California’s Vines Climb In Quality, Popularity



A look at California wines on the 30th Anniversary of the “Judgement of Paris.”


By Louis Marmon


Gazette Newspapers  May 17, 2006


De Loach VineyardsAn event that forever changed the wine world occurred in Paris on May 24, 1976. Noted wine maven Steve Spurrier organized a ‘‘blind” tasting to compare California and French wines. Unexpectedly, the nine French wine experts chose California’s Chateau Montelena Chardonnay and Stags Leap Cabernet Sauvignon as the winners over several well-known French wines. While Europeans were shocked and Americans pleased, California’s reputation as a source of fine wines was established.
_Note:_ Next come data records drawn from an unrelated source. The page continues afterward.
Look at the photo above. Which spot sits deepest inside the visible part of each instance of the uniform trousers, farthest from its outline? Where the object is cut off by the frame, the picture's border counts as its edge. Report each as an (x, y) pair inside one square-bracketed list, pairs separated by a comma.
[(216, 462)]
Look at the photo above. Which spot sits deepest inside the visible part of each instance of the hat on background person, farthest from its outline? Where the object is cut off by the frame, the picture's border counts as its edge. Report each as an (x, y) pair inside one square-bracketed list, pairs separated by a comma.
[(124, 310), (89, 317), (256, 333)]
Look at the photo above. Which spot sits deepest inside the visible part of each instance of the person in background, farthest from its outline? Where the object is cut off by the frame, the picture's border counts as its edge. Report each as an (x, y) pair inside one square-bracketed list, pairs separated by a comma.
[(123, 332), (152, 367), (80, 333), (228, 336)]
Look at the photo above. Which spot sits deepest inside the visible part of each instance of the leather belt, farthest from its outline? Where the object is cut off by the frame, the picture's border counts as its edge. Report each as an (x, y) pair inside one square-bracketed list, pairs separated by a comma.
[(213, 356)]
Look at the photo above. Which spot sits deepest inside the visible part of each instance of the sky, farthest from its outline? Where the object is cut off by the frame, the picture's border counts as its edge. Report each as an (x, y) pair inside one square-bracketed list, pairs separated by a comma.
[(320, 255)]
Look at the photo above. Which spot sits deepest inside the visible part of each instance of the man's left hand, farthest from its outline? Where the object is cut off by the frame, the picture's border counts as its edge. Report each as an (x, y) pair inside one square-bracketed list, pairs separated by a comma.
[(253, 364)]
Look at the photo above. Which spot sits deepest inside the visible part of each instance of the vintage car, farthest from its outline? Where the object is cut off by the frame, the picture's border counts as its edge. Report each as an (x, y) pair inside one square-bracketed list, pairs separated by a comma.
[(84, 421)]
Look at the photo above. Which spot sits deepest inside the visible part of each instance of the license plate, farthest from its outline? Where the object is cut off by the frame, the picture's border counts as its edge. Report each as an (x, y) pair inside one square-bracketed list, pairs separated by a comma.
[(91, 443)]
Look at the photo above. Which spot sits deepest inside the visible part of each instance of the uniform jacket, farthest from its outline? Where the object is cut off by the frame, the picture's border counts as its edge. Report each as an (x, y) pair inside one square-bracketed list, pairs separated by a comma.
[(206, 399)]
During the subsequent 30 years, the quality of California wines has improved steadily. And so has their popularity. California-grown wines account for two of every three bottles sold in the U.S. and more than $800 million worth of California wine is exported every year.
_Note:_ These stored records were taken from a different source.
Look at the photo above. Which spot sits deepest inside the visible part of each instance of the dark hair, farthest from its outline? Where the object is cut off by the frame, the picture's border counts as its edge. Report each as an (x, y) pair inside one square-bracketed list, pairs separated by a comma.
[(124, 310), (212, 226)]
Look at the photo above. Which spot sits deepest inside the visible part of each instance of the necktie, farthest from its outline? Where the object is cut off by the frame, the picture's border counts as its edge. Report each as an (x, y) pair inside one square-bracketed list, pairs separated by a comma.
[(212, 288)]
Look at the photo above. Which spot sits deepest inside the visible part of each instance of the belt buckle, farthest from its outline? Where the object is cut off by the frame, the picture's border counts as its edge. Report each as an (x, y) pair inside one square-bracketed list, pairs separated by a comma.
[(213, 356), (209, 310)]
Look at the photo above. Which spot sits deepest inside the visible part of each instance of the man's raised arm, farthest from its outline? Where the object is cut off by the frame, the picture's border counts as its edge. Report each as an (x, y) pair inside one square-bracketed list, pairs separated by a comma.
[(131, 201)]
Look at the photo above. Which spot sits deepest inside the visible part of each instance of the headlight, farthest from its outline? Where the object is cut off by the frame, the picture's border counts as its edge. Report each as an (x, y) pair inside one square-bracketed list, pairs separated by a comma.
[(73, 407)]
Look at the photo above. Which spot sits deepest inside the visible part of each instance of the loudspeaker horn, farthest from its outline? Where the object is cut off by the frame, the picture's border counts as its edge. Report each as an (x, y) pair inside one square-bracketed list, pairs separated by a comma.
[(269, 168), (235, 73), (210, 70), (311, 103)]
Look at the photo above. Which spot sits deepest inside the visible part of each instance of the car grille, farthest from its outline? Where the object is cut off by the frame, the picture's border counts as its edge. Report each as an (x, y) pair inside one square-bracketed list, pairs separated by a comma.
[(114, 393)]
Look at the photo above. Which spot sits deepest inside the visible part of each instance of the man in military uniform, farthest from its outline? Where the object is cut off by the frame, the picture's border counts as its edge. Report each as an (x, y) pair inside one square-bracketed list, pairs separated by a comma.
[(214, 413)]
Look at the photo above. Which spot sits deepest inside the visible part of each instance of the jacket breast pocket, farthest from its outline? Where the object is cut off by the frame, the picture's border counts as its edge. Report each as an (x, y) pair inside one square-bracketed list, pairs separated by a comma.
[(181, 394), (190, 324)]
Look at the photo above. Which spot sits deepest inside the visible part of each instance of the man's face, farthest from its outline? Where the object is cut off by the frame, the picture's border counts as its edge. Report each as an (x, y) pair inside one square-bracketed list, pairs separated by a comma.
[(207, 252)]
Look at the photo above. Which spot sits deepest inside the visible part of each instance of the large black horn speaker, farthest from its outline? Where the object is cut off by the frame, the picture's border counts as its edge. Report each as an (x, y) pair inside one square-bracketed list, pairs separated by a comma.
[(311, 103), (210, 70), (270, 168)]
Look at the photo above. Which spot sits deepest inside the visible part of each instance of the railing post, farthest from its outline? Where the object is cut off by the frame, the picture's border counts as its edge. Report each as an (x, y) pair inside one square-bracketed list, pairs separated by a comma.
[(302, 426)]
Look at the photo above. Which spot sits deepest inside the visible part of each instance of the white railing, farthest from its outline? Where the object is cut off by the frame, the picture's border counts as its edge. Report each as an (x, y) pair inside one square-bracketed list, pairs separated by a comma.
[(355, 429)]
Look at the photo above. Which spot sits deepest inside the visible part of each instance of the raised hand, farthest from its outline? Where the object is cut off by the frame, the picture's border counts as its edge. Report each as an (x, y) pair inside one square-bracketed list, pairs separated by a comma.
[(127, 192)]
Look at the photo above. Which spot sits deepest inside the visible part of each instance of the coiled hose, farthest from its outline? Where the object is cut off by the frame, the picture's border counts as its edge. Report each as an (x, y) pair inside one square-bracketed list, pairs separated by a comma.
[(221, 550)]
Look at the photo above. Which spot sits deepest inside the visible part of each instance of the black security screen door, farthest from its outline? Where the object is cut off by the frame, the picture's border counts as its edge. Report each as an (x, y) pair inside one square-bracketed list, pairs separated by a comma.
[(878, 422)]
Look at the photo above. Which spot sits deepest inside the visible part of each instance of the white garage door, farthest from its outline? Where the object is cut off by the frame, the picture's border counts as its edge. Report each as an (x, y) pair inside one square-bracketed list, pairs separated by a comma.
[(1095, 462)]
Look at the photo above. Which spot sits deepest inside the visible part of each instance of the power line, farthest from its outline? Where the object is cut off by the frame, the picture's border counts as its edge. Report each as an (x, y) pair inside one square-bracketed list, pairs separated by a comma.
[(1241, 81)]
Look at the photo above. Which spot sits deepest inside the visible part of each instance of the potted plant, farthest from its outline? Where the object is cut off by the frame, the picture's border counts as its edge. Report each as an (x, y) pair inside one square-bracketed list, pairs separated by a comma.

Celebrate the 30th anniversary of that special day in Paris by opening some California wines. Here are several recommendations:


The quintessential California wine is Zinfandel. The Rosenblum Redwood Valley Annette’s Reserve 2003 ($30) is beautifully balanced with blackberry and chocolate flavors. Other good Zins to serve with steaks or burgers from the grill are the raspberry and licorice flavored Lolonis Redwood Valley Zinfandel 2003 ($20) and the Coppola Diamond Red Label Zinfandel 2003 ($17) that has black cherry and plum notes.
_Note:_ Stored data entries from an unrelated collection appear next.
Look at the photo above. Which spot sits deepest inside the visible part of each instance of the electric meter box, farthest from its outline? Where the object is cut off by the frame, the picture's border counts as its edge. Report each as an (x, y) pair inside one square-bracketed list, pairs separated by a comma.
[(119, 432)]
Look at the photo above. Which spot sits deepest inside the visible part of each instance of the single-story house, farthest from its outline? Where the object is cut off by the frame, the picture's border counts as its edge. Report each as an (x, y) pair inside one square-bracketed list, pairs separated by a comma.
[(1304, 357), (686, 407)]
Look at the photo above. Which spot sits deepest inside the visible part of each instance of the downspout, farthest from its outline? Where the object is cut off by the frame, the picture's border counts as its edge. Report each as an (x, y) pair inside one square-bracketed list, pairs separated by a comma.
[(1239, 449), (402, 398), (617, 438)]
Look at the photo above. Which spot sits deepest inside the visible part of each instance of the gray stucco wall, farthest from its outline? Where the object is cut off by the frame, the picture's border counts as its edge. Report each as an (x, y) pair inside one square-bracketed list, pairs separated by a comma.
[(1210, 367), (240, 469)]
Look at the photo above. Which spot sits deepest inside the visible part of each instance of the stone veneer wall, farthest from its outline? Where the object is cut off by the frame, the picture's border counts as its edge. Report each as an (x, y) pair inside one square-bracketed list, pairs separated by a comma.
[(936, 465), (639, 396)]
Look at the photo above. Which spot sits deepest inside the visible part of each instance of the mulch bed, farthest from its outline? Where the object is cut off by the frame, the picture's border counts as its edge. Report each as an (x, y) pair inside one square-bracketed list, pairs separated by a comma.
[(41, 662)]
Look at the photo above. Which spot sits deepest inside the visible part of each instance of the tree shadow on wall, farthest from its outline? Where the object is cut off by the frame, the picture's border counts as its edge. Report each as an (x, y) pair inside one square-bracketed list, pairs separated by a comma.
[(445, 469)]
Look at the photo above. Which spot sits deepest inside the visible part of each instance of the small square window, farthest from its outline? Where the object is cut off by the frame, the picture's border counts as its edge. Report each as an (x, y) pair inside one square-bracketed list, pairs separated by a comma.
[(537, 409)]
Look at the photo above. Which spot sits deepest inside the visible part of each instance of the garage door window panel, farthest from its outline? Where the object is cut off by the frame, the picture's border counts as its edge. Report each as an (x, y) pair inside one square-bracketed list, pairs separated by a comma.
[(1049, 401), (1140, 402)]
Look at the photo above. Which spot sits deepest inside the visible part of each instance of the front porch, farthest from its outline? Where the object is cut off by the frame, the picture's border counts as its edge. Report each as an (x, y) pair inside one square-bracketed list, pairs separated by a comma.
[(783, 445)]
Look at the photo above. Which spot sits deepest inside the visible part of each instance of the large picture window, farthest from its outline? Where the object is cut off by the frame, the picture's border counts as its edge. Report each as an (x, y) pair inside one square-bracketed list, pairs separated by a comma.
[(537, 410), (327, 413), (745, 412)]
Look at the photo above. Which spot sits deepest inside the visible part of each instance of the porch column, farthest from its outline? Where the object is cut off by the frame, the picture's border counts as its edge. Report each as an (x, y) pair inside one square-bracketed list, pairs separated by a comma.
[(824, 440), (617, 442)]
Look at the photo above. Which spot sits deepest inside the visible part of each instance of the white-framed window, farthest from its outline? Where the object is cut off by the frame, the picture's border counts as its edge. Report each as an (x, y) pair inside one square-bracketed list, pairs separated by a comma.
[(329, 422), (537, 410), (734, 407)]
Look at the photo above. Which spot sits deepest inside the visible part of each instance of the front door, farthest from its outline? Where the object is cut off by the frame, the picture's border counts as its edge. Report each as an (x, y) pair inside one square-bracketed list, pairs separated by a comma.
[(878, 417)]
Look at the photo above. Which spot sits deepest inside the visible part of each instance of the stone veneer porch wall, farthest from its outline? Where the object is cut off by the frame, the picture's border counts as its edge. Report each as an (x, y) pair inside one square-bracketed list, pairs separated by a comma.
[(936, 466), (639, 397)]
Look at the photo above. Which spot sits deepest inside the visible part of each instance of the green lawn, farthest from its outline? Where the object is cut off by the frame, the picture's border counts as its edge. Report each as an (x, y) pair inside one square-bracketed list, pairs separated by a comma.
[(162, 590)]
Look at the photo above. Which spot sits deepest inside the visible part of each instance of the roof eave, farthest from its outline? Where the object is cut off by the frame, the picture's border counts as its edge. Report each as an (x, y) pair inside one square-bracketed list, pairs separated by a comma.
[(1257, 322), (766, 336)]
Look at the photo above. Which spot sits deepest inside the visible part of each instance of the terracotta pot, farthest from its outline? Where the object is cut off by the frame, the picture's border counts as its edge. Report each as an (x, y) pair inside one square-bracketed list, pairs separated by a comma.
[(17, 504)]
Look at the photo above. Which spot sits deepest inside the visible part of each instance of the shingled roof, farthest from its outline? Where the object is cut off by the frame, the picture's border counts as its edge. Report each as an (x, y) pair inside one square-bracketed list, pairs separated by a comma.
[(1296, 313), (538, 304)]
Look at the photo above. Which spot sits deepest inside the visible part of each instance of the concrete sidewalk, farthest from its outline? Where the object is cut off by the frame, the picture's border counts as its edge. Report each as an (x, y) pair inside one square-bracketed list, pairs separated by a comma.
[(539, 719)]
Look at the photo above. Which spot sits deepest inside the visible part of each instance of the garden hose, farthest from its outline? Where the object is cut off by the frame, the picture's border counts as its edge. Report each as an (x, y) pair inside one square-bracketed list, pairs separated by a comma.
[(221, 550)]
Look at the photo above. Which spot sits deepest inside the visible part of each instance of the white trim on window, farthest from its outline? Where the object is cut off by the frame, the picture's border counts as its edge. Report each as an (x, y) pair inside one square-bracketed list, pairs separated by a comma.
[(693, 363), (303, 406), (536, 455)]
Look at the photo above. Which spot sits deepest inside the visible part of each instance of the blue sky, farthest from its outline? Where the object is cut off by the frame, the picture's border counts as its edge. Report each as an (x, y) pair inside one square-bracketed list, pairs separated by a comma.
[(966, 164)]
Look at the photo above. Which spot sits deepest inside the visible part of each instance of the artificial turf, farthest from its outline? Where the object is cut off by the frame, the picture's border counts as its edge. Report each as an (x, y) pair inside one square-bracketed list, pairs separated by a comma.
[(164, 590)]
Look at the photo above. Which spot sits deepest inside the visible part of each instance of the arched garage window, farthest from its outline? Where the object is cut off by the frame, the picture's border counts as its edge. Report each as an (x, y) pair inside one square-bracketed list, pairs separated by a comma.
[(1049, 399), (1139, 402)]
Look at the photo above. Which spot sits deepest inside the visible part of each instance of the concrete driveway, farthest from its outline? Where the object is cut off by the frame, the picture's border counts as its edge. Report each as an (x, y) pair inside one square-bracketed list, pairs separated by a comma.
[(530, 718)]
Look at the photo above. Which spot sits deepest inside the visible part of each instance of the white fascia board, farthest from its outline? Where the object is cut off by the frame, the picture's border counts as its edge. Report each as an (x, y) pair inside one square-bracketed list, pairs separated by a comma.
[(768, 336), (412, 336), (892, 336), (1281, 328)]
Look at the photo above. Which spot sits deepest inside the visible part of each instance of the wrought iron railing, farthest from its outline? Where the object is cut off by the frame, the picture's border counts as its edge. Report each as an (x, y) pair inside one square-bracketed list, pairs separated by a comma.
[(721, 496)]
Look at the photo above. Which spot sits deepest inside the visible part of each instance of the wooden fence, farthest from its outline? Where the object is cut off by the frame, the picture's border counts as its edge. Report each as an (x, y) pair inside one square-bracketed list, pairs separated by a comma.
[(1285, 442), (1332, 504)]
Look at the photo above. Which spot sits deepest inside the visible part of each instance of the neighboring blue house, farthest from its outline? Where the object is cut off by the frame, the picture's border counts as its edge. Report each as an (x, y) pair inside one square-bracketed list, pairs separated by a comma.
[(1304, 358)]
As a further affirmation of the importance of California winemaking, several French companies have invested in California properties. An example is the Boisset family, owners of a large number of wine and spirit producers around the world. In 2003, Boisset purchased the De Loach Vineyards, located in California’s Russian River Valley, and soon after, attracted winemaker Greg La Follette to oversee production. At a recent tasting, Jean-Charles Boisset explained, ‘‘Our goal is to keep the sense of place, not to reproduce what is done in France.” He believes that each property has its own unique characteristics and their ambition is to ‘‘have the wine reflect its origin, its identity.” La Follette, a former musician, then physical chemist who taught at UC Davis before becoming a winemaker, agrees: ‘‘The key is to match technique to the growing conditions … working with what nature gives us to maintain the purity of location.”


At a recent tasting, they poured a number of their latest releases including the very good De Loach Russian River Chardonnay 2004 ($16), which has hazelnut aromas and oak, apple and tropical fruit flavors. More opulent is the De Loach O.F.S. Chardonnay 2004 ($30), with a richer body and creamier mouth-feel along with honey, apple and spicy oak notes.


Their Pinot Noirs are clearly ‘‘New World” wines, although Boisset is reluctant to use this term. The value-priced De Loach Russian River Pinot Noir ($18) is lighter in style, with red berry, cherry and cola notes. Made from older vines with small yields, the excellent De Loach O.F.S. Pinot Noir 2003 ($35) has gorgeous cherry and raspberry flavors and a touch of pepper and sweet spices. Well balanced with a complex long finish, buy as much as you can find because these vines were recently uprooted to replant the vineyard.


Beaulieu Vineyards will donate a portion of their May and June sales of their wines to the Chesapeake Bay Trust to support Bay restoration projects. The ‘‘BV” brand includes the renowned Georges de Latour Private Reserve as well as the value-priced BV Costal Estate bottlings. The Beaulieu Vineyard Carneros Chardonnay 2002 ($18) is a great value, with melon, apple and light oak notes. Another very good wine is the black cherry and coffee-flavored Beaulieu Napa Valley Zinfandel Signet Collection 2001 ($28).